3. Delay and Default by the Company:
The company argued that there was no unnecessary delay or default in registering the petitioner's name, as the petitioner's application was received during a period of holidays, and the company had informed the petitioner that her application would be considered at the next board meeting. However, the court found that the company's actions, including the illegal closure of the share transfer book and the lack of a proper meeting to consider the petitioner's application, constituted "default" as defined by Bowen L.J. in In re Young & Harston's Contract, meaning not doing what is reasonable under the circumstances.

4. Legal Standing of the Petitioner as Administratrix:
The petitioner described herself as administratrix to the estate of Mohamad Bashir. The company argued that under Section 153 of the Companies Act, no notice of any trust could be entered on the register of members. However, the court found that the petitioner had complied with Regulation 26 of Table A in Schedule I to the Companies Act, and as the legal representative of the deceased, she was entitled to be registered as the holder of the shares.

5. Rights of Directors to Refuse Registration:
The company contended that the directors had the right to refuse registration under Regulation 26(2) of Table A, which gives the board the same right to decline or suspend registration as it would have had if the deceased had transferred the share before his death. The court noted that while directors have discretion to refuse registration, this power must be exercised reasonably and not wantonly or capriciously. In this case, the court found no valid reason for the refusal to register the petitioner's name.

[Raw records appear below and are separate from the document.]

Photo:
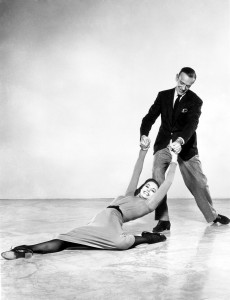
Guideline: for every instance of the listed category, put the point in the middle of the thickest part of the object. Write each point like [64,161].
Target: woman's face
[148,190]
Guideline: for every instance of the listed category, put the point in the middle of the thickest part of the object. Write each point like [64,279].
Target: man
[180,110]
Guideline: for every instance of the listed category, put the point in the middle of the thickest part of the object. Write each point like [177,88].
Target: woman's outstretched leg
[52,246]
[49,246]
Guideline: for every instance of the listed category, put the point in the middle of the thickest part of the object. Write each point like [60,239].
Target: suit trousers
[194,179]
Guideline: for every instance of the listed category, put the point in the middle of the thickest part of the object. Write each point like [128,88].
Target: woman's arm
[155,200]
[137,169]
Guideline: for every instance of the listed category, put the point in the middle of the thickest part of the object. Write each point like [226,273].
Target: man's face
[184,82]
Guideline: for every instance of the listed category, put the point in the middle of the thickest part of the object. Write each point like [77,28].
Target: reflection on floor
[194,262]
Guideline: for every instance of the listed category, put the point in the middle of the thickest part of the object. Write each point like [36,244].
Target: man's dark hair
[148,180]
[189,71]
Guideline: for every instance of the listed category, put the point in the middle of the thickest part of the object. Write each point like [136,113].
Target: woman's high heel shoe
[18,252]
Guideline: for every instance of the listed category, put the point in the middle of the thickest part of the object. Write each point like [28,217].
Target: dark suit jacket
[184,125]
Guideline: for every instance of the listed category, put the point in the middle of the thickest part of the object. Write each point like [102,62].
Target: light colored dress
[105,230]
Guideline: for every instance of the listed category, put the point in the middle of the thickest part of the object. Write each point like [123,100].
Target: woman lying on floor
[105,230]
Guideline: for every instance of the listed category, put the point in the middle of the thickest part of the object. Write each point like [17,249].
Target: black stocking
[52,246]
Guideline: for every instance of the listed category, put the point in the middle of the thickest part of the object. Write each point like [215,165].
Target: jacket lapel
[181,104]
[170,104]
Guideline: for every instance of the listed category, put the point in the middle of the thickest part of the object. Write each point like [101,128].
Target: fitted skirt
[104,231]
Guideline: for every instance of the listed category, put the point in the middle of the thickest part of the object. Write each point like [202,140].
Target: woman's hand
[145,142]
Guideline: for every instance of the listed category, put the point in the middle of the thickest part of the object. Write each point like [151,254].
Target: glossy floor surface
[193,263]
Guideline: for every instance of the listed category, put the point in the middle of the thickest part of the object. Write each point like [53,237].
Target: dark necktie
[176,105]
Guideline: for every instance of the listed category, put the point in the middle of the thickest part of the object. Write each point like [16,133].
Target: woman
[105,230]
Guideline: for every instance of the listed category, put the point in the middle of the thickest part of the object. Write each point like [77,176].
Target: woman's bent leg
[149,238]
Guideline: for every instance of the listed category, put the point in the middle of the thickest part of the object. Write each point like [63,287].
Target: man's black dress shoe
[162,226]
[222,219]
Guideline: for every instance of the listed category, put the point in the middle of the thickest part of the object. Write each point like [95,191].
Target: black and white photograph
[114,140]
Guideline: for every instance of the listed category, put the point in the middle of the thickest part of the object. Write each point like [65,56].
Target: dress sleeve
[155,200]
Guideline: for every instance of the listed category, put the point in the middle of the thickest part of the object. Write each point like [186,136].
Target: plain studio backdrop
[77,77]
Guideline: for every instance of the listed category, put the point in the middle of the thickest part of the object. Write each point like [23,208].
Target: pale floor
[194,262]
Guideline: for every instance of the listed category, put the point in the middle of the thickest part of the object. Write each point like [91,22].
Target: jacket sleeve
[151,117]
[192,121]
[136,173]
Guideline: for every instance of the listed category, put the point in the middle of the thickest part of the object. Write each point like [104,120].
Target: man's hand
[173,153]
[145,142]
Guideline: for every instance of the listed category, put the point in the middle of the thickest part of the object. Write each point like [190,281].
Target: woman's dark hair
[148,180]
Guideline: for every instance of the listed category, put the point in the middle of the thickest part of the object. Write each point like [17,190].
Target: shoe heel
[28,255]
[168,227]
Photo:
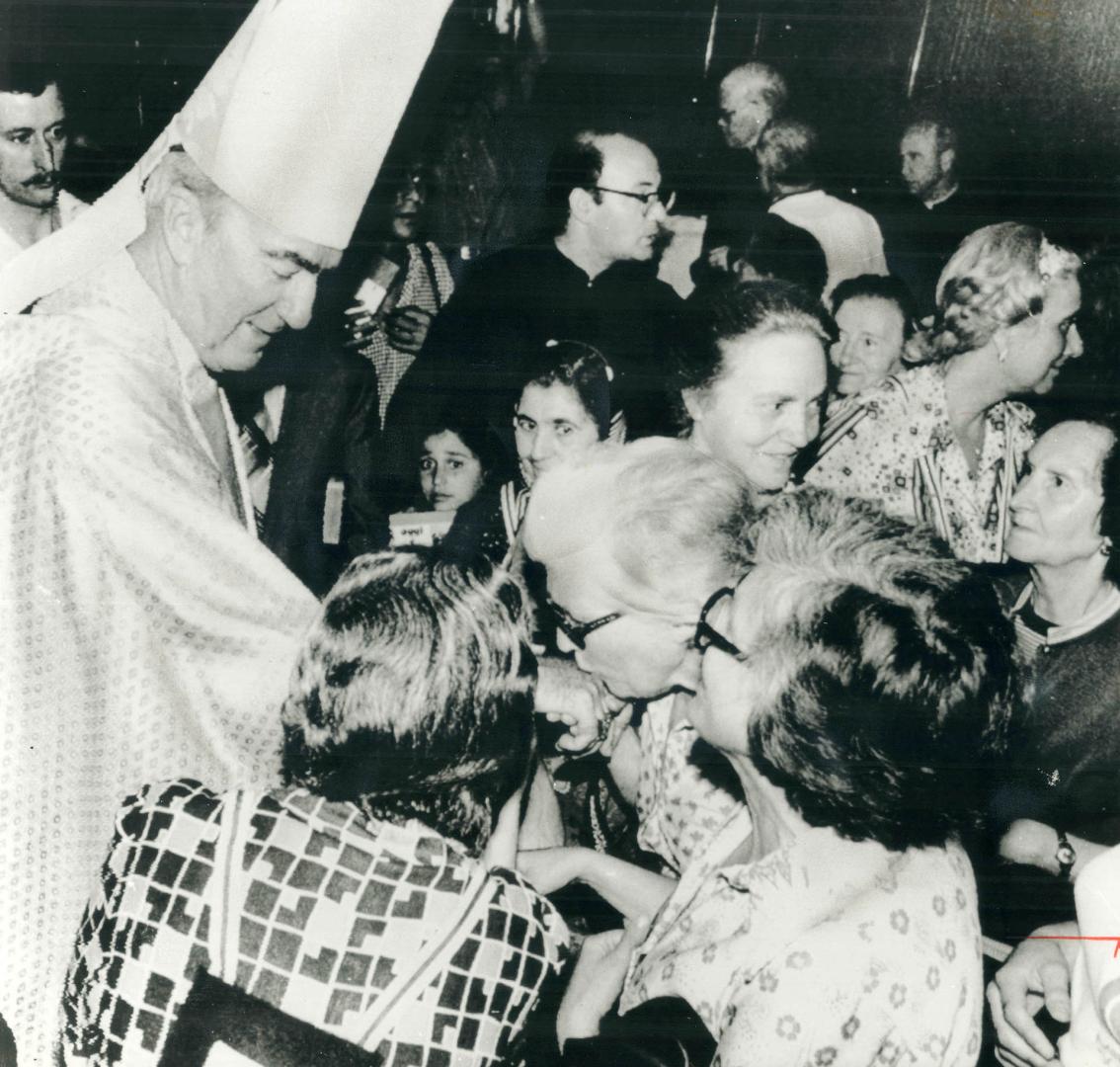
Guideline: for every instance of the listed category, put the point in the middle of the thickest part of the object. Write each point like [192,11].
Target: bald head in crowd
[750,97]
[927,153]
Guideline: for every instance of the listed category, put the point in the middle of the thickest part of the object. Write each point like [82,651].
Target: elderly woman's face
[870,344]
[1039,345]
[763,407]
[637,656]
[1056,508]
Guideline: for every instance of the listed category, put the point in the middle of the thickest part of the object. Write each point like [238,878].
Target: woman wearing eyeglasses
[858,681]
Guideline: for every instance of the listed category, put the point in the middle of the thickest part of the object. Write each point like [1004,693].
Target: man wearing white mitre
[144,632]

6. Applicability of Section 155 of the Companies Act:
The company argued that Section 155 of the Companies Act was not applicable as the petitioner had not yet become a member of the company. The court, however, held that Section 155(1)(b) applies when "default is made" or "unnecessary delay takes place" in entering on the register the fact of any person having become or ceased to be a member. The court found that the petitioner had become entitled to be a member and that the company's actions constituted "default," making the application under Section 155 maintainable.

Conclusion:
The court ordered the rectification of the share register by inserting the petitioner's name as the holder of the shares in place of the deceased Mohamad Bashir. The company was directed to pay the costs of the application.